En cambio yo, pensó Jo, voy a ser la reina de las endivias.

Un coche salió justo delante de ella, así que frenó y puso el intermitente. Las niñas se pusieron a dar saltitos.

—Venga, mamá, venga… Aparca como una profesional.

Jo se aplicó y consiguió meterse sin problemas en la plaza vacante. Las niñas aplaudieron. Jo, sudando, se secó la frente.

Entrar en el hotel, enfrentarse a la mirada del personal que la juzgaría y seguramente se preguntaría qué hacía ella allí le provocó nuevamente sudores fríos. Pero se encontró siguiendo a Hortense, quien, perfectamente adaptada, le mostraba el camino cruzando miradas altivas a las libreas bordadas del personal del hotel.

—¿Ya has estado aquí? —susurró Jo a Hortense.

—No, pero me imagino que la piscina debe de estar por ahí… en el sótano. Y si nos equivocamos, no importa. Daremos media vuelta. Después de todo, no son más que criados. Les pagan para informarnos.

Joséphine, confusa, se pegó a ella, arrastrando a Zoé que se detenía en las vitrinas donde brillaban las joyas, los bolsos, los relojes y los accesorios de lujo.

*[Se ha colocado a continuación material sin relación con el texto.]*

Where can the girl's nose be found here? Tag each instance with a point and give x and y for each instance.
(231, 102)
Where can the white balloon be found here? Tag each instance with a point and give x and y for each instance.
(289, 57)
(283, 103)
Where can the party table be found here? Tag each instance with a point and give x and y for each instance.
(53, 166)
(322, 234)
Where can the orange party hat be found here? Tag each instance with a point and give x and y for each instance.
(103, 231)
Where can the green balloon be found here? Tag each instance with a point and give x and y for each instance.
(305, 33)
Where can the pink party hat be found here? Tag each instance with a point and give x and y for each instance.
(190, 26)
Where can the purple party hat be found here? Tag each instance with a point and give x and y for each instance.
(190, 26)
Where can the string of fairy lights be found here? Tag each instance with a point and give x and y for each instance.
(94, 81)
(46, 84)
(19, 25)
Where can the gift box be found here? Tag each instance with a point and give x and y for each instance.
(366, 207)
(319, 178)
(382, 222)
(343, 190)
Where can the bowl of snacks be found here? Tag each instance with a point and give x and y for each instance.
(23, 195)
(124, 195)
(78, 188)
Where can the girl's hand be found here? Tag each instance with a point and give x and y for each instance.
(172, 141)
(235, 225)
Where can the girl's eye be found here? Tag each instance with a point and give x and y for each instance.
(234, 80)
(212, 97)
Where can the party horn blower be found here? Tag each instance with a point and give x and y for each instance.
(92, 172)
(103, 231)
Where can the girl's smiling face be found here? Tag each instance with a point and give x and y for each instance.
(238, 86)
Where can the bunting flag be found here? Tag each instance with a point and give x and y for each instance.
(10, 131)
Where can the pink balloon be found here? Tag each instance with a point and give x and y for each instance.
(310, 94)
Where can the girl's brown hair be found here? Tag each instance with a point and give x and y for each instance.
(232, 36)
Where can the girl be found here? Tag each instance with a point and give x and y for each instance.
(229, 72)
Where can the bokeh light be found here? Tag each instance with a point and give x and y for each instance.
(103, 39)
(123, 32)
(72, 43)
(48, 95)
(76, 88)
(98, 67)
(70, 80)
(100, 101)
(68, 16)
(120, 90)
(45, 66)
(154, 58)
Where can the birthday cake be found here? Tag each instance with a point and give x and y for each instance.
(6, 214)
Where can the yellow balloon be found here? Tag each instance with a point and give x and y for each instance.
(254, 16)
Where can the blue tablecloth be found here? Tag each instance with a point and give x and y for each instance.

—Guau, mamá, ¡qué bonito! ¡Debe de ser carísimo! Si Max Barthillet viese eso, vendría a robarlo todo. Dice que cuando se es pobre, se puede robar a los ricos, ni siquiera se dan cuenta. ¡Y eso equilibra!

—Pero bueno —protestó Joséphine—, voy a terminar pensando que Hortense tiene razón y que Max es muy mala compañía.

—Mamá, mamá, mira, un huevo de diamantes. ¿Crees que lo ha puesto una gallina de diamantes?

En la entrada del club, una joven exquisita les preguntó sus nombres, consultó un gran cuaderno y les confirmó que la señora Dupin estaba esperándolas al borde de la piscina. Sobre la mesa ardía una vela perfumada. De los altavoces salía música clásica. Joséphine se miró los pies y se avergonzó de sus zapatos baratos. La joven les mostró el camino hacia los vestuarios deseándoles una buena tarde y se metieron cada una en su cabina.

Joséphine se desvistió. Frotando las marcas de su sujetador, doblándolo cuidadosamente, quitándose las medias, enrollándolas, guardando su camiseta, su jersey y su pantalón en su armario. Después sacó su bañador del estuche de plástico donde lo había guardado el mes de agosto y sintió una terrible angustia. Había engordado desde el verano, no estaba segura de que le sirviera. Tengo que adelgazar sin excusas, se sermoneó, ¡ya no me soporto! No se atrevió a mirar su barriga ni sus muslos ni sus pechos. Se puso el bañador a ciegas, mirando una lámpara camuflada en el techo de madera de la cabina. Tiró de los tirantes para alzar sus pechos, deshizo la arruga del bañador en sus caderas, frotó y frotó para borrar el exceso de grasa que la apesadumbraba. Finalmente bajó la mirada y percibió un albornoz blanco colgado en una percha. ¡Salvada!

Se puso las sandalias de tela blanca que encontró colocadas cerca del albornoz, cerró la puerta de la cabina y buscó a sus hijas con la mirada. Ya habían ido al encuentro de Alexandre e Iris.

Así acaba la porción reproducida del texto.